Steve Perez, president of Tiger Joe’s Fitness Equipment at 8918 Kingsridge Drive, just north of the shuttered movie theater, said the business has been there since 2006.
“In the 15 years since we built our showroom, we have seen multiple businesses disappear from the 1-mile radius around our showroom with very few moving in,” Perez told trustees in a letter obtained by this news outlet. He said those closed businesses included Sears, Elder Beerman, Prime Printing, Joker’s Comedy Club, Golden Corral, Danbarry Cinemas and “numerous mall tenants.”
Perez said he understands allegiance to a Master Plan but “reality is reality.”
“Holding out for specialty retail and apartments in that location is just such a longshot, especially with the new COVID world we are in,” he said. “Specialty retail is NOT likely to move into that location in the next few years — and apartments seem like a stretch as well.”
Perez praised trustees for having done a “great job” in working toward a better Miami Crossing Area, “but times have changed a bit and I believe an adjustment in plans/goals might be needed – especially with the Mall draw deterioration.”
Dayton Mall General Manager David Duebber wrote a Sept. 30 email to township officials saying that he realizes that the dealership use “would not be 100% in line” with the Master Plan.
“However, in light of the extraordinary circumstances that have impacted our world over the past year and a half, most everyone has been forced to re-evaluate all aspects of life,” Duebber wrote in the letter. “As an example from the Dayton Mall’s standpoint we have been faced with focusing on more non-retail uses for our tenant mix.”
Office complexes are dealing with companies that can operate very efficiently with remote workforces and no longer require traditional office space, Duebber said.
These “unprecedented times” have significantly impacted — and will continue to impact — all areas of business and business growth for some time, he said.
“With that said, the opportunity to have a new business move into the Township and redevelop a very challenging area would be a welcomed sight in my personal opinion.

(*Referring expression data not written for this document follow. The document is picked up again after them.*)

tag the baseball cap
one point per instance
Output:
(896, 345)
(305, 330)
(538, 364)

Again, while not necessarily in line with the Master Plan, this could further the efforts to keep the Township area as a primary destination for local and regional customers.”
But not every business owner said they held the same optimism for a dealership breathing new life into the area, included those who stood to possibly benefit from it.

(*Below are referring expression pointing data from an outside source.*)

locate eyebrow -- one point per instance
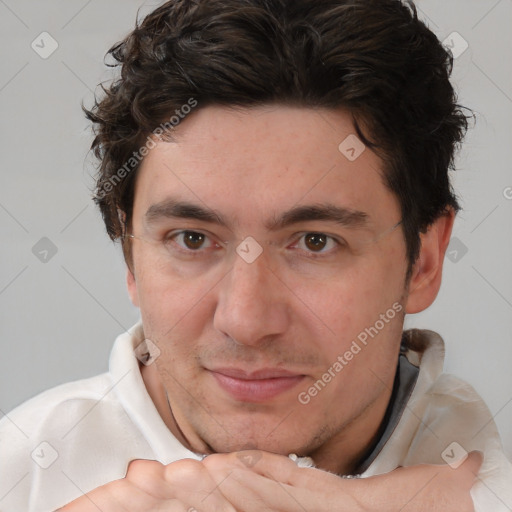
(171, 208)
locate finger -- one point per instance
(474, 462)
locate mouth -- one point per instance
(256, 386)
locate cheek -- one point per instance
(173, 309)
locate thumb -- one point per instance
(472, 465)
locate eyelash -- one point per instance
(197, 253)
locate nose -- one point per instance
(252, 307)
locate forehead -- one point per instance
(255, 163)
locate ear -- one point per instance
(132, 287)
(427, 271)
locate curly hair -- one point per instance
(373, 58)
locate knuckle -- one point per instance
(141, 467)
(184, 471)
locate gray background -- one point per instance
(59, 318)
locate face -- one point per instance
(270, 277)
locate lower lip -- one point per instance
(257, 390)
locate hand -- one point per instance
(269, 482)
(275, 483)
(183, 486)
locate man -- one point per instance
(277, 173)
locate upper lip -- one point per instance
(263, 373)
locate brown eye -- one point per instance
(193, 240)
(315, 241)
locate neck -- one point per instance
(349, 445)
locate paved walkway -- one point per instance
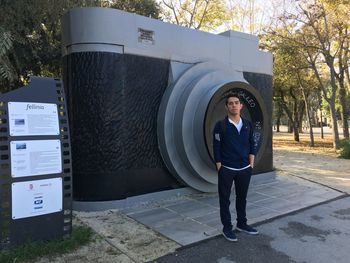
(195, 217)
(147, 227)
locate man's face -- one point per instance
(234, 106)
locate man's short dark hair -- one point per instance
(233, 95)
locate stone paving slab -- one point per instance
(195, 217)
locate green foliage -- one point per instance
(81, 235)
(345, 148)
(30, 35)
(142, 7)
(201, 14)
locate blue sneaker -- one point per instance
(229, 235)
(247, 229)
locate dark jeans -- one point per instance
(225, 181)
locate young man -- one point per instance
(234, 154)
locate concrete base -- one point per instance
(157, 196)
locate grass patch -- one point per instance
(81, 235)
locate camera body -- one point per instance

“While I feel the addition of a car dealership on that property would be beneficial for my business, I don’t think it is a good match for the overall plan for the area,” said Mark Keilholz, owner of Skyline Chili at 8906 Kingsridge Drive, in a Sept. 11 letter to Miami Twp. Zoning Commission. “I feel the area needs a more blended approach for development. I also would like to see some green space for the area, with a gathering place for community.”
Joe Poelking, owner of Poelking Lanes South at 8871 Kingsridge Drive, wrote to township officials saying he was unsure the dealership fit the direction the township is looking to pursue.

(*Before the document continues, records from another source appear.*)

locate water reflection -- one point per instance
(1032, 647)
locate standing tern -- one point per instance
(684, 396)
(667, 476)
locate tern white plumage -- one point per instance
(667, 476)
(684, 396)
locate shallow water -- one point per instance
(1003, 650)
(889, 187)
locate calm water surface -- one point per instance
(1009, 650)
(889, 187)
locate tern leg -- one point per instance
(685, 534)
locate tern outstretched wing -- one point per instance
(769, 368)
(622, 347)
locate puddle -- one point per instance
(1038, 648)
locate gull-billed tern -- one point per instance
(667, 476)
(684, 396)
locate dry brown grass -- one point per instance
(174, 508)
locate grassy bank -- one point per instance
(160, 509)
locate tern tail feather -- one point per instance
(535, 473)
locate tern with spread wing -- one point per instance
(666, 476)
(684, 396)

He said he was sad to see the Danbarry Cinemas and Golden Corral close, but believes an auto dealership “isn’t the right fit.”
Bob Reichert, owner and general counsel for Kenwood Dealer Group, said the Dayton Mall Area Master Plan could not have anticipated “the dramatic change” that has occurred since its creation in 2015, including online spending putting “tremendous pressure on traditional retail outlets, not to mention the abandonment of the office as a central workplace, and a pandemic.”
Reichert, in a letter to trustees, said allowing the property to remain vacant in hope of private investors building retail shops and office space seems “unrealistic.”
Replacing the deteriorating property that has been closed for years gives that area an “an attractive, state of the art facility,” one would generate additional tax revenue for the township, Reichert said. That’s because the property sits within a special tax district that collects revenue from property owners and employees, with those funds directed to supporting safety services and infrastructure in the surrounding area.
The tax district would benefit from “Day One” of the dealership because of a planned workforce of 50 employees, which would increase to as much as 100 employees after two years, Reichert said.